Eckfeldt was just as quick to start working with cannabis companies when that industry began to take off. Many cannabis entrepreneurs have deep knowledge of growing and selling their products but are less familiar with traditional business practices. “It was an emerging market where I saw a lot of interesting opportunities from a business point of view,” says Eckfeldt.
Today, about 30% of his clients are in the cannabis industry, and he is venturing into serving companies in the psychedelics space. Many leaders of these fast-growing companies are receptive to the Scaling Up platform as they put the systems, strategies and structures in place that they need to succeed—but need guidance in an industry that operates differently from many others. Banking has been problematic in an industry that is not federally legal. And cannabis companies face double taxation because they cannot write off business expenses without categorizing them under the “cost of goods sold.” “No other business has to do this,” he says.

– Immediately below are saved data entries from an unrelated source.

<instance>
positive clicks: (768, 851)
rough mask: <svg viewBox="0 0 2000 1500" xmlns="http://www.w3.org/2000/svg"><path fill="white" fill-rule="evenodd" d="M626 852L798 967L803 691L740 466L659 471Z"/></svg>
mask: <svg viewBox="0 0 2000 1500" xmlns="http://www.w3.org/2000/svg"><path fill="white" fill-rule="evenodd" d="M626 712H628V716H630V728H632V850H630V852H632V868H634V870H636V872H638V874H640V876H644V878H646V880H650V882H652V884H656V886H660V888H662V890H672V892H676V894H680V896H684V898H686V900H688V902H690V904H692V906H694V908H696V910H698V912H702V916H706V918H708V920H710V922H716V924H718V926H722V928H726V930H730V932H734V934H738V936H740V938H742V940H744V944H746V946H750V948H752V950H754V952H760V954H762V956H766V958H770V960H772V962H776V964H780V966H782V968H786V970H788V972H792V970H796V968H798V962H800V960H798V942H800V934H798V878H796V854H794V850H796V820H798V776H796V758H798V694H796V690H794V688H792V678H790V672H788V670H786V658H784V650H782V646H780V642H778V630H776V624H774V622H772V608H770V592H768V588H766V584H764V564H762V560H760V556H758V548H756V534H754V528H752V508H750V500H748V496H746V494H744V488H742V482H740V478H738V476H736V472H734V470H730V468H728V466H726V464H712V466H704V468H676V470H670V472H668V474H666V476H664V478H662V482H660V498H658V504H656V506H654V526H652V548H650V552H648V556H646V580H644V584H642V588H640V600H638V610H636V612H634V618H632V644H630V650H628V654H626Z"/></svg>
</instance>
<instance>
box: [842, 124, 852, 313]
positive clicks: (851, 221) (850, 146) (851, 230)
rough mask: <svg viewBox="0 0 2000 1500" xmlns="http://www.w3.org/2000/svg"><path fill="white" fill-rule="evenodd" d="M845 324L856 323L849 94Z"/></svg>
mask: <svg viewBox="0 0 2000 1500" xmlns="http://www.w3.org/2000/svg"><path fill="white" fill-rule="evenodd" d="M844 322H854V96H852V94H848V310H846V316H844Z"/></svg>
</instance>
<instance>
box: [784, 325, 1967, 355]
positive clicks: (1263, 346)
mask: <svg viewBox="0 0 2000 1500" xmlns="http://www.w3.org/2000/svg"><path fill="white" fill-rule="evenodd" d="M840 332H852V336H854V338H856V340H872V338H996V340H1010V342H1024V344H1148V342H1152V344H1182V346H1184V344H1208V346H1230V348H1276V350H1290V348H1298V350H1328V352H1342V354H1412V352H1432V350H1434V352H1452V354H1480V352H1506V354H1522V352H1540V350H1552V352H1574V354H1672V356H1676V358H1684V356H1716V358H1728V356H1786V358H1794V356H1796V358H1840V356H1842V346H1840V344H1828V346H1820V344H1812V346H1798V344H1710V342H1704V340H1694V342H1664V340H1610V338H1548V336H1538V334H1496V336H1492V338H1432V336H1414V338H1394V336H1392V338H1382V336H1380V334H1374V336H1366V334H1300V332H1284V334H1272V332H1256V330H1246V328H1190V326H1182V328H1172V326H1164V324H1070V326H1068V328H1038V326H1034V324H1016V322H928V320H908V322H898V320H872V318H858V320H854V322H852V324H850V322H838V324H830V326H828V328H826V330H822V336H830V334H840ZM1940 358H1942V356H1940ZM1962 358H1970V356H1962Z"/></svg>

In addition to cannabis companies, Eckfeldt—host of the Scaling Up Services podcast—coaches many services businesses. In this area of his practice, he helps clients analyze their accounts as they strive to grow their businesses profitably.
Eckfeldt has been an active member of Entrepreneurs’ Organization who has been a New York City board member and Accelerator chair. He opened his coaching practice in 2013, specializing in the Lean methodology. He became a Scaling Up certified coach in 2016.
He first became aware of the potential of cannabis to help with many medical problems when he fell and broke his back in 2017. His doctor gave him a prescription for Percocet, but he didn’t want to continue taking it and switched to cannabis. “Within two weeks, I was off the Percocet, and I was using cannabis for pain management and inflammation,” says Eckfeldt. “I was sleeping like a baby and thought, “This is really interesting.'”
As Eckfeldt reached out to companies in the industry, he learned that many cannabis companies need help with strategy—a challenge in an industry facing constant regulatory change. “That’s fun for me as a strategic coach because it becomes complicated,” he says. “You really need to think through your business plan and strategy and do a lot of multi-scenario planning.”
He discovered that a big part of his work would be to help industry leaders bring structure to operations once conducted under the radar.”There’s conditioning around not talking about it, keeping everything secret and not writing things down,” says Eckfeldt. “Moving into a legal market, these learned behaviors became very difficult to overcome. We want to model things, collect data, develop industry standards, and share best practices. That was antithetical to how they think about the market.”
With investors flocking, Eckfeldt also finds himself act as a translator of sorts. Many cannabis companies have cultures that are very relaxed, compared to the world of finance. “I’ve run meetings where the entire leadership team is high, because that’s how they operate, and we’re running through a cash flow analysis,” says Eckfeldt.
But investors still expect the leadership teams at cannabis companies to operate their businesses according to accepted business practices. That’s often where coaching based on the Scaling Up platform is particularly valuable. “You’ve got investment bankers and private equity folks coming into this space bringing in traditional views,” says Eckfeldt. “I can bridge both sides. I can understand the cannabis folks and the private equity guys and be a bridge between them.”